Shadowmancer

Home > Other > Shadowmancer > Page 11
Shadowmancer Page 11

by G. P. Taylor


  The man next to her shivered with excitement, obviously impressed. A single loud and defiant knock came again, much firmer than before. Everyone huddled more closely together.

  ‘We want to know what will happen to Parson Demurral. Will you tell us?’

  The knock came suddenly and even more powerfully than before making everyone, including Mrs Landas, jump with fright. Her voice went up an octave through real fear. This had never happened before. No real spirit had ever knocked.

  Mrs Landas spread out the cards in front of her and picked several at random from the pack. One by one she turned them over.

  ‘Here the place where he dwells, to speak of life in heaven or hell.’ She turned over the first card. It was a picture of a man dressed in the robes of a priest holding a golden cup and standing at an altar.

  ‘Oh!’ she exclaimed. ‘This is Demurral, the magician. The spirits always speak of him through this card. Let us see what stands in his way.’ She began to turn another card.

  ‘Here be all that comes against thee, sword or tempest, love or honour.’

  She turned the card. It was the picture of a tower being struck by lightning with a man falling from the battlements. Without speaking she turned more cards and placed them in a circle around the others. Every time she turned a card she muttered under her breath, looking even more worried.

  ‘What is it, Mary? Tell us what they say.’ The man next to her pulled at her shawl wanting an answer. She turned over the final card to reveal the picture of a gnarled skeleton surrounded by blood-red flames.

  Mrs Landas began to pray for the first time in her life. She choked back the tears that welled up in her.
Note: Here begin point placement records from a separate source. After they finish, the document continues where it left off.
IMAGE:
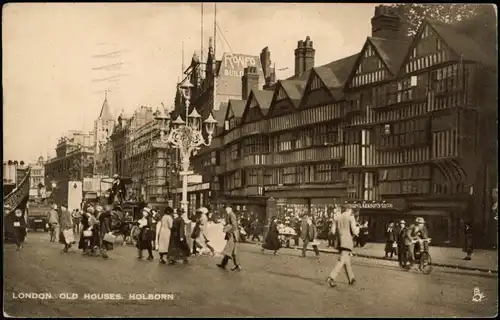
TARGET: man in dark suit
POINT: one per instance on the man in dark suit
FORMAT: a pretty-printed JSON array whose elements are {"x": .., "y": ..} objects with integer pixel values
[
  {"x": 232, "y": 234},
  {"x": 309, "y": 234},
  {"x": 401, "y": 232}
]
She started to tremble with fear hoping that what she saw in the cards would never come true.

  ‘What is it, Mary? You can’t sit there and not say anything, tell us.’
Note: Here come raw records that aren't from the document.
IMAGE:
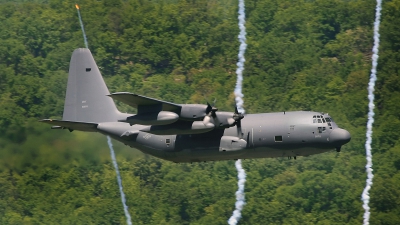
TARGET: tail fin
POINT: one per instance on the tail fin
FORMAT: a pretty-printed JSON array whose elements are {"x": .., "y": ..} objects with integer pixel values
[{"x": 86, "y": 99}]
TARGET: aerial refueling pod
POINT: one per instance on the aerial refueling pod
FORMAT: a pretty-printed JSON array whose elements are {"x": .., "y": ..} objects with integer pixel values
[{"x": 152, "y": 118}]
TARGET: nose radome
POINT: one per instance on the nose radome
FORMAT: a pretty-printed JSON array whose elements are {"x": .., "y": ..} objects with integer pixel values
[{"x": 339, "y": 137}]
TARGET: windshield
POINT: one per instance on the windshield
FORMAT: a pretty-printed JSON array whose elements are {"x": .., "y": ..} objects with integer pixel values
[{"x": 321, "y": 119}]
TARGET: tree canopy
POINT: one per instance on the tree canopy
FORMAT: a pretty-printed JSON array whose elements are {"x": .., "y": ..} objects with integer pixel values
[{"x": 302, "y": 55}]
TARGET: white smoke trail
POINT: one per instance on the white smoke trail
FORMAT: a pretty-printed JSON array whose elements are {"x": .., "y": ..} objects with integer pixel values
[
  {"x": 83, "y": 29},
  {"x": 240, "y": 64},
  {"x": 240, "y": 201},
  {"x": 371, "y": 106},
  {"x": 127, "y": 215}
]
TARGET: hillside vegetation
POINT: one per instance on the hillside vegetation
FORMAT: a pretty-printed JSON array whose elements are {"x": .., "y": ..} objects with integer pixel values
[{"x": 302, "y": 55}]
  She drew breath and spoke slowly.

  ‘The cards speak of a power coming to take this place. Many will be killed if it is not stopped. There will be a disaster, the land will fall into the sea and the devil himself will walk amongst us. Each one of you is in great danger.’

  ‘Only if you allow it to happen,’ a voice called from the darkness.

  Everyone turned and looked to see who had dared to speak and break the magic of the séance. Raphah was on the top bunk, his legs dangling down over the side.

  ‘Do you really believe in the power of those picture cards? There is a far greater law than the one that controls the roll of the dice or the turn of a card.’ He climbed down from the bunk and walked to the table. ‘Each one of you is taken in by what you hear. You’re quick to believe in spirits when it’s really someone banging on the side of the bed. None of you will turn to the one who can truly set you free.’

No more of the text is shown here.